Well I am happy to be corrected that the UK does indeed seem to now be in favour of significantly expanding onshore wind, which has been at around 14GW for sometime and has only modest developments in the current pipeline.

According to the Grauniad, this from BEIS today ...

"The government is aiming to triple the number of solar panels, more than quadruple offshore wind power and double onshore wind and nuclear energy by 2030, in a move that could lower bills for consumers and reduce the UK’s reliance on foreign energy suppliers such as Russia.

Kwarteng put forward the targets as part of Department for Business, Energy and Industrial Strategy (BEIS) plans for inclusion in the upcoming energy white paper.

The paper has faced delays because the cost of approving at least six nuclear power stations as part of an expansion of the UK’s renewable energy strategy has been debated at the Treasury. Ministers are also divided over plans to back onshore wind.

BEIS’s targets include increasing solar power from its current capacity of 14GW to 50GW, offshore wind from 11GW to 50GW, onshore wind from 15GW to 30GW, and nuclear power from 7GW to 16GW, according to the Financial Times.

Solar power and onshore wind generation have, to date, not had official government growth targets."

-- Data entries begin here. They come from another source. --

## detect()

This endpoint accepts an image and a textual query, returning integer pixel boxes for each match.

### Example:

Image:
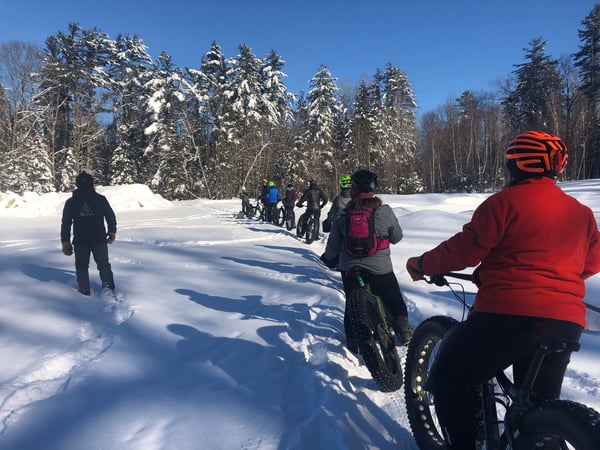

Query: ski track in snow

[0,291,134,436]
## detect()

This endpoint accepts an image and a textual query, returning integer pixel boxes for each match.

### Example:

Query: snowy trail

[0,291,134,436]
[0,187,600,450]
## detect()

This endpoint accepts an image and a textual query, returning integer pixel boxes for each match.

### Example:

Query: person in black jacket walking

[60,171,117,295]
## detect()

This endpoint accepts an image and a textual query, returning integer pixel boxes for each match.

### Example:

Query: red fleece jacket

[422,177,600,327]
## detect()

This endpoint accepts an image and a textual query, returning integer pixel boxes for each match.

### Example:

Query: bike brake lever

[427,275,448,286]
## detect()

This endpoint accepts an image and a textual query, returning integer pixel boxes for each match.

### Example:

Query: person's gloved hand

[62,242,73,256]
[406,256,425,281]
[320,253,339,269]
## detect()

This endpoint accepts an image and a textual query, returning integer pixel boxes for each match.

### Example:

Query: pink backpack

[342,208,390,257]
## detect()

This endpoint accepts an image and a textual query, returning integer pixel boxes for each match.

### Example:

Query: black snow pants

[430,313,583,450]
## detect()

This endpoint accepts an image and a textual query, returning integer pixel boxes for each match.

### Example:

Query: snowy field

[0,180,600,450]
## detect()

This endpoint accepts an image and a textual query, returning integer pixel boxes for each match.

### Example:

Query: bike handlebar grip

[430,274,448,286]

Hmmmn. Factchecking ... current utility and grid scale solar is only about 8-9GW, the rest is small scale rooftop solar which contributes little to the national picture. Finding places to triple up grid scale solar eg in the sunny areas of the UK will be difficult. Uncontested space to double onshore wind also a challenge, the current trick is to bribe the local community with discounted energy. The most preposterous element of this plan is to increase nuclear so sharply in such a short timeframe ... we will be down to under 4GW by 2025 and then to 1.2GW by 2029 before Hinkley Point C 3.2GW comes onstream in 2026, Sizewell C 3.2GW still on the drawing board so not before 2030, how is the extra 6-9GW going to be delivered?? Methinks these BEIS targets are for 2050, not 2030. And no use whatsoever in solving current over-reliance on gas which we cannot supply ourselves and cannot store in strategic quantity. The baseline net-zero plan was to phase out gas by 2035, which now looks too soon to be safe.

So. More onshore wind and solar by expanding and upgrading existing sites, coupled with battery and other forms of storage, are the most likely to make the most difference in the short term to ease the UK's energy crisis, but even unchallenged those developments still take years to implement. In the meantime we will be begging for LNG tanker supplies and paying a huge price. We remain hooked on gas and our lack of storage at least until 2035.

Nevertheless, if the revised BEIS strategy enables UKW to efficiently expand and upgrade its onshore wind farms while there is an expensive energy market that will be good for business. All we need now is near-term investment opportunities, a willing local community, funds, and developer / operator partners.

marktime1231
29/3/2022
11:00
I got in on this one yesterday as I think the divi looks good and should grow in the coming years too. A few pence per year on the share price too would be lovely!!
tuftymatt
28/3/2022
21:06
Don't they use them as ship propellers?
bothdavis
28/3/2022
17:28
What happens to old wind turbines when they come to the end of their natural life?